7. Texify Bot/ Matnyaar
Texify Bot is a Telegram bot which extracts text from an image sent to it. The OCR feature supports four languages: Persian, English, Russian, and French. Owing to the similarity between Urdu and Persian, it also gives good results for an image containing Urdu text. A Persian OCR Matnyaar is the software working behind this telegram bot, which is also available as an Android app, and a web application.
Pricing: For a few images, Texify Bot can be used for free, but for a large number, Matnyaar package of varying prices should be bought.

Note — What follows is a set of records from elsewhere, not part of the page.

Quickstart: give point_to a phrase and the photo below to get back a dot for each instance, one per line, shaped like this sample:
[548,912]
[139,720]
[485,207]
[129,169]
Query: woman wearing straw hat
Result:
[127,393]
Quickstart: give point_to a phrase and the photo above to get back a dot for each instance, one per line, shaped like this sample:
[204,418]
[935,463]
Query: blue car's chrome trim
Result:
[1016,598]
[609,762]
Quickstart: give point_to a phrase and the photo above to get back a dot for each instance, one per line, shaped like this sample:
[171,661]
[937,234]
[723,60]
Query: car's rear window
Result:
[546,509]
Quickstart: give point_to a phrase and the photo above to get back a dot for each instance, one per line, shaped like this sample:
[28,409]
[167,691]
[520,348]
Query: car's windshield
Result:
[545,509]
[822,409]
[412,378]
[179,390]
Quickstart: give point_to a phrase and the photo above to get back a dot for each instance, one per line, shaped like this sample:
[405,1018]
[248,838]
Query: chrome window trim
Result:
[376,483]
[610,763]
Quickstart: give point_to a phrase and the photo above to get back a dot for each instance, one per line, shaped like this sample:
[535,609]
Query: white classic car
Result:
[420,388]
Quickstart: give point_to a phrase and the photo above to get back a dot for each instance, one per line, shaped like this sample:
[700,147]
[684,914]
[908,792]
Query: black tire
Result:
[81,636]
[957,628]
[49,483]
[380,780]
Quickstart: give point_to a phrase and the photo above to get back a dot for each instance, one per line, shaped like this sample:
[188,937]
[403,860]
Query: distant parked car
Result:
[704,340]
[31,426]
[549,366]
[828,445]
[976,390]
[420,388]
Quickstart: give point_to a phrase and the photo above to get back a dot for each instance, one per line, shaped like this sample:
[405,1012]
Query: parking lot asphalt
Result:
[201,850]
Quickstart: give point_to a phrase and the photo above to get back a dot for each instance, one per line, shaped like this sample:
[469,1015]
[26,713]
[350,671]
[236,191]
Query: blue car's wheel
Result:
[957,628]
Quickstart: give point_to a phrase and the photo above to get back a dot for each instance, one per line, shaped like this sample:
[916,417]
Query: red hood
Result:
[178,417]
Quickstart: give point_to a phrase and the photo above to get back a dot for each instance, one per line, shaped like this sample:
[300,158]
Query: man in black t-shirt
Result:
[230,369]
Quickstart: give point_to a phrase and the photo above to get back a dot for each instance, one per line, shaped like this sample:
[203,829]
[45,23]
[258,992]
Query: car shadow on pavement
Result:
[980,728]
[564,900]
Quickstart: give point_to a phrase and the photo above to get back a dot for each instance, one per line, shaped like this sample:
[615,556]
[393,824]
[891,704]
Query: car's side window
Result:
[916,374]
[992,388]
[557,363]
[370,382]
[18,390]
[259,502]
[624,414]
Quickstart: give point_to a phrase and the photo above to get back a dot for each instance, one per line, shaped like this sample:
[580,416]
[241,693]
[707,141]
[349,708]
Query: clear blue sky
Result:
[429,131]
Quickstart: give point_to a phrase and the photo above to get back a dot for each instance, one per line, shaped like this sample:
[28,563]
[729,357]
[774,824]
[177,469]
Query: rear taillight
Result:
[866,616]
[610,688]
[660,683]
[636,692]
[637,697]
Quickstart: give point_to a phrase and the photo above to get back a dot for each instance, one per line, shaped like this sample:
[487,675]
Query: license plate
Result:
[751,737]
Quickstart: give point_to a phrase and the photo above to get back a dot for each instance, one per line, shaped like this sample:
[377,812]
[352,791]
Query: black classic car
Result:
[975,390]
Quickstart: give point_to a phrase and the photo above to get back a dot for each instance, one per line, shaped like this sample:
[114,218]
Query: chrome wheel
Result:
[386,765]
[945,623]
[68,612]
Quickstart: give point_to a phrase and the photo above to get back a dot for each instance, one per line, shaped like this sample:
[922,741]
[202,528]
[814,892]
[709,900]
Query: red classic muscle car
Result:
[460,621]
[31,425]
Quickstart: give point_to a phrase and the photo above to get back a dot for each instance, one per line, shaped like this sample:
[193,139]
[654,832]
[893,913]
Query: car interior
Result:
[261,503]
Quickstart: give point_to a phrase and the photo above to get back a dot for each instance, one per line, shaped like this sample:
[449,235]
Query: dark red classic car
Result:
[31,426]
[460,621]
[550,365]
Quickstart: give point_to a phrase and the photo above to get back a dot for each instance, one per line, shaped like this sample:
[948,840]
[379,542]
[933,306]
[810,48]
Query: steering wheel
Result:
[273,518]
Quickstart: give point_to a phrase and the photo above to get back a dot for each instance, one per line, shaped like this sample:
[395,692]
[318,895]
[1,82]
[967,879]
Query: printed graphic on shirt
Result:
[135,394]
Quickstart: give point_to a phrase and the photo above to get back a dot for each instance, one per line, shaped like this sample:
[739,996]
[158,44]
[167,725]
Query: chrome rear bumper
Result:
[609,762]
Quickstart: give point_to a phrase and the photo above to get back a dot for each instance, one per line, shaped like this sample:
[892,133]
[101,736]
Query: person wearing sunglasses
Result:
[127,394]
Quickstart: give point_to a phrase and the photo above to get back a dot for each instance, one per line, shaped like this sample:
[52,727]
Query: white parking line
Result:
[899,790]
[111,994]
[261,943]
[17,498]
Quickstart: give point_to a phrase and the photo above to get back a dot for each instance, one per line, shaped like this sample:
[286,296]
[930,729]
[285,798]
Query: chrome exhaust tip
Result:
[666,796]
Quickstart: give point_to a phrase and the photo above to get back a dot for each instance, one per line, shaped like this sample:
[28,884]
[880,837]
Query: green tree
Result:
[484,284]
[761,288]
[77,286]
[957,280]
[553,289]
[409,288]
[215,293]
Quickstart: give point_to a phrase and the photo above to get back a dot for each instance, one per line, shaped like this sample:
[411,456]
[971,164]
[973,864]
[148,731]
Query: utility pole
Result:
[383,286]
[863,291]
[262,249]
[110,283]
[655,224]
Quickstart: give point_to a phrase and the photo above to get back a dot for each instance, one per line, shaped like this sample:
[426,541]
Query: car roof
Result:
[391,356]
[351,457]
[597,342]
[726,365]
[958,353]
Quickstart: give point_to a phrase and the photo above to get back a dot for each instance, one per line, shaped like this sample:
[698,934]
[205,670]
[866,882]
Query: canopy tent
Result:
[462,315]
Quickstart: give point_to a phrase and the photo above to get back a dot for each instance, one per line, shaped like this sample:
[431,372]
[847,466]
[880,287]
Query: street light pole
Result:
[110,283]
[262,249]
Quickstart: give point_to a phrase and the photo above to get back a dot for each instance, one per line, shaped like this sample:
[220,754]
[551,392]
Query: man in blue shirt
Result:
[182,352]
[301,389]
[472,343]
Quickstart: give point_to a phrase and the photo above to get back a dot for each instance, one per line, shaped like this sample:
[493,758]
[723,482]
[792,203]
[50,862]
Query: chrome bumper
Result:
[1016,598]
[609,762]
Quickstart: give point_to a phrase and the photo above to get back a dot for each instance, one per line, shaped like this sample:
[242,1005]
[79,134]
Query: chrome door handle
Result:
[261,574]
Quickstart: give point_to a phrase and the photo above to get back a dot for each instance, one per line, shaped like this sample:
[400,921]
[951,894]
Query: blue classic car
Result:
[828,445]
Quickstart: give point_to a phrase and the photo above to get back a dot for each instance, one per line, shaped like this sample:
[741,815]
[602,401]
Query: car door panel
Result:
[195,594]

Despite not being an Urdu OCR software, Naseem InPage PDF Text Extractor makes its place in this article because of its unique functionality. As the name suggests, it can extract Urdu text directly from a PDF, if the PDF was made using InPage. Nowadays, MS Word is mostly used for composing Urdu documents, for which this software won’t work. However, InPage had experienced much popularity in past and is still used for many purposes, especially for composing books. In a situation where you have a PDF exported from InPage, this software can extract all the text within minutes and can save you from a lot of headache.
Naseem PDF Text Extractor v1 had a serious limitation of not being able to convert multi-page PDF documents. This limitation was removed in its version 2 named as Nadeem PDF Texter v2 (seems a typo, but it is as it is).
Pricing: This software is available for free.
Cloud Vision Tools
Having read about all available options, you must be thinking about giving Cloud Vision a try because of its top ranking. As mentioned above, using Cloud Vision from GCP console can be complicated plus time-consuming. To ease this task, some front-end tools can be used. I have not personally tested all of them, but I mention their sources and download links here so that interested people can test them on their own.
- Image2Text by Jasim Muhammad
- Urdu Kaatib by Muhammad Umar
- Reekhta Downloader by Saroosh
- Reekhta Downloader by Falsafi
Currently, the options for Urdu OCR technology are limited and there is a dire need to expand range of such services as well as to improve the current available technologies. Public as well as private institutes working on promotion of Urdu language can play their part in this field which will prove fruitful for the generations to come.